T he union organizing drive at Children’s Hospital began in 2003, and within a year the union won formal recognition. Bargaining sessions between the union and hospital officials began shortly after, and almost immediately management resisted an agreement. Negotiations were stalled for two years while a handful of plain-clothes strangers with hospital badges began ingratiating themselves among the workers, and relaying union horror stories in the staff cafeteria to any who would listen, employees said. Some workers began to turn away from the union.
“They say [the strangers are] educators, but we call [them] union-busters,” said Macrina Cale, a certified nurse’s assistant and self-described “pillar” of union support in the hospital. “The way they talk is very manipulative. If you don’t attend the SEIU meeting, if you are not really pro-union, you would be with them.”
Conde said it was not easy to distinguish them from regular workers “unless you found yourself in a meeting they were conducting.”

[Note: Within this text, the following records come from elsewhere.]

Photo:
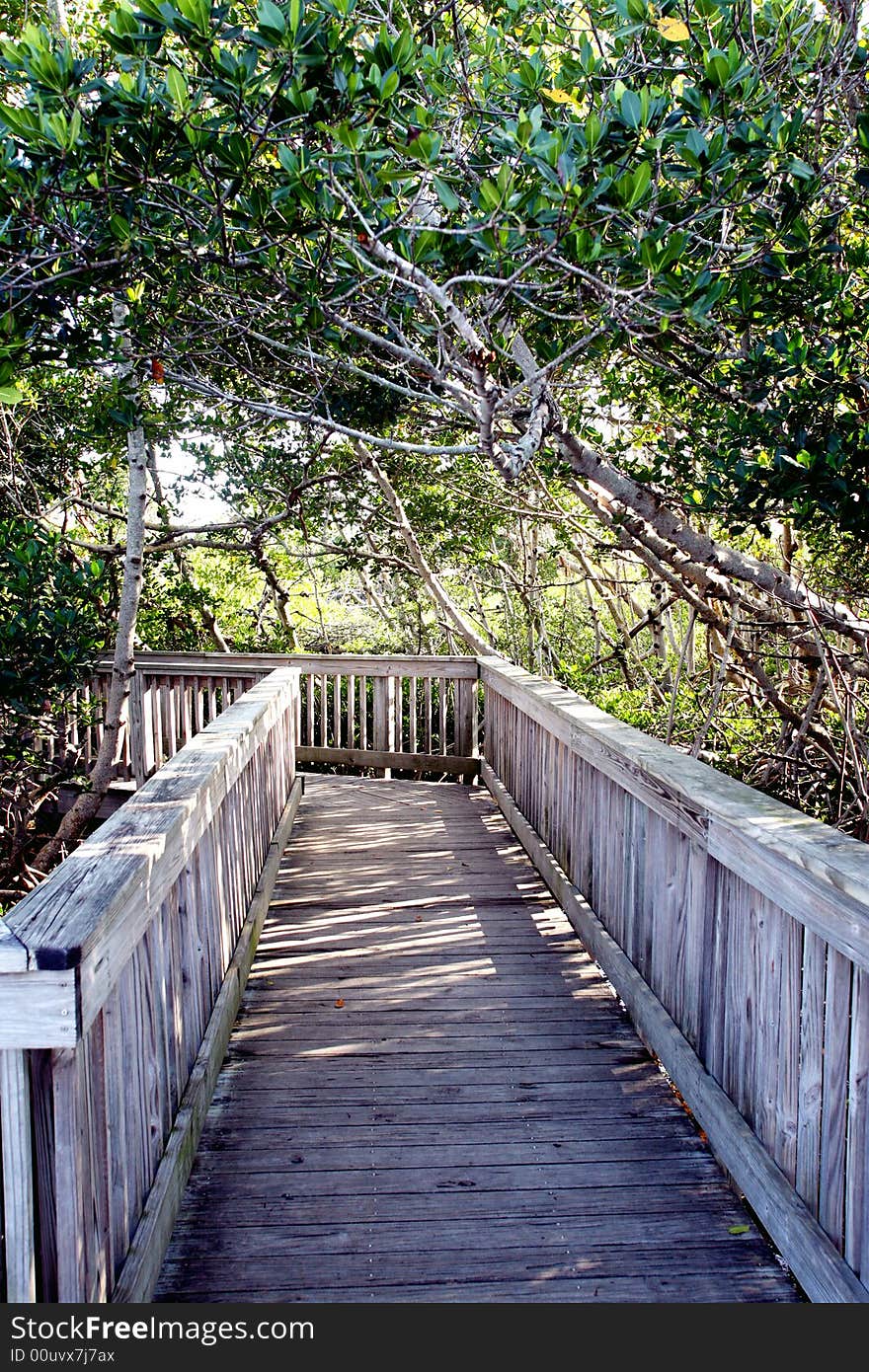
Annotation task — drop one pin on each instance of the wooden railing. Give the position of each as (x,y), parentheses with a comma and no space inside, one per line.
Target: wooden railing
(416,715)
(735,929)
(119,978)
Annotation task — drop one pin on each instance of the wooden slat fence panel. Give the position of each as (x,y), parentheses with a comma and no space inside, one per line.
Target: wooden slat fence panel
(133,936)
(749,922)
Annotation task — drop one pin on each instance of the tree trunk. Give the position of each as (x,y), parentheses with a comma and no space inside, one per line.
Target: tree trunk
(122,665)
(206,614)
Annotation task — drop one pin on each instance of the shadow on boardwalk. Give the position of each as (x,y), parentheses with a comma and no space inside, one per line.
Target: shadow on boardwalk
(433,1095)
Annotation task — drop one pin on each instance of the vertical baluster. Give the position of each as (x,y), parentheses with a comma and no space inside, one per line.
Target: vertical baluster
(198,706)
(442,715)
(324,711)
(398,717)
(412,685)
(337,704)
(428,721)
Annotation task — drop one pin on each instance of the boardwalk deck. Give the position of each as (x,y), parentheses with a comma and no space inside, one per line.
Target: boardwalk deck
(433,1095)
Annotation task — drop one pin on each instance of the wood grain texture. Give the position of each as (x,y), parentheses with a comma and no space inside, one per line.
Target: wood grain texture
(432,1093)
(18,1202)
(802,1241)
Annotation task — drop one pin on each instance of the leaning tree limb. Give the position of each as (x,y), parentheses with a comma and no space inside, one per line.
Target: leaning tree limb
(430,579)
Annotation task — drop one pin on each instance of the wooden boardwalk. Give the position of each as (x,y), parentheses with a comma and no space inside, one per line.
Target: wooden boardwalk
(433,1095)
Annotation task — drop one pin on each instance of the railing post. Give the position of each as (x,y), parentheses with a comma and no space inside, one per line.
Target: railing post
(467,724)
(18,1209)
(384,720)
(136,730)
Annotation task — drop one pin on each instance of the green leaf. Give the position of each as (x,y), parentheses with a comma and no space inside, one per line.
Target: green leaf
(445,193)
(632,109)
(270,17)
(641,179)
(178,88)
(801,169)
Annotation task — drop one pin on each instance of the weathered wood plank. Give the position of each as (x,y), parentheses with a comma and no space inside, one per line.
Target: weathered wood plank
(18,1203)
(809,1252)
(380,759)
(148,1245)
(355,1095)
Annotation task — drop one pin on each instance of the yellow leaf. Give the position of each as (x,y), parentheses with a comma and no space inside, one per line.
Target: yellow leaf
(563,98)
(672,31)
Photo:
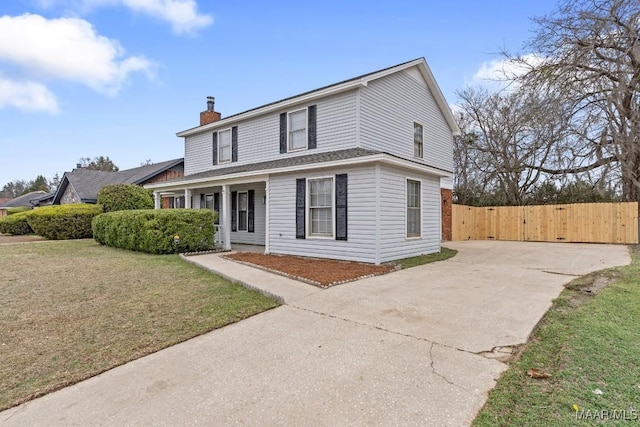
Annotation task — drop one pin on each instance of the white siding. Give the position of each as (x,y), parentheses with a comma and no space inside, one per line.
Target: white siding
(388,108)
(393,242)
(361,215)
(259,138)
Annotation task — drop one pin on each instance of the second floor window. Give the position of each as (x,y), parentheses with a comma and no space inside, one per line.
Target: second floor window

By 2007, union officials were seeing their popular support slip. They reversed position and accepted contract terms that year, which they initially rejected as underwhelming in 2006. Despite unfavorable terms, the contract was in place and that alone could have been a moment of unity for workers, union staff and hospital administrators.
A month into the contract, however, management stopped honoring the agreement and banned union staff from entering the worksite and refused to honor employees’ rights under the contract, workers said.
“We never had a party,” Cale said. “Because of what happened, we were denied a celebration.”
Hospital officials chose to ignore the more than half-dozen requests to respond for this story. “You’ve got to understand the board of Children’s, with a few exceptions, is led by really anti-union folks,” said Richard Barrera, a former SEIU organizer.
Lawyers for the hospital extrapolated bureaucratic manifestations of the union to create a claim that not only was the contract void, but that the union did not exist all together. SEIU challenged this claim and it was dismissed, but 15 months later. Hospital administrators denied union staff access to workers for more than one year, and the damage was done.
Hospital brass “had full, unfettered access to the workers and dragged the process to the point where you only had a dwindling core of activists who were trying to keep things going,” said Barrera, now vice president of the San Diego Unified School District.
“To most of the workers, the union was dead,” he said. “The only presence of the union was that the hospital would send weekly or daily emails, fliers or hold captive audience meetings ripping the union apart.”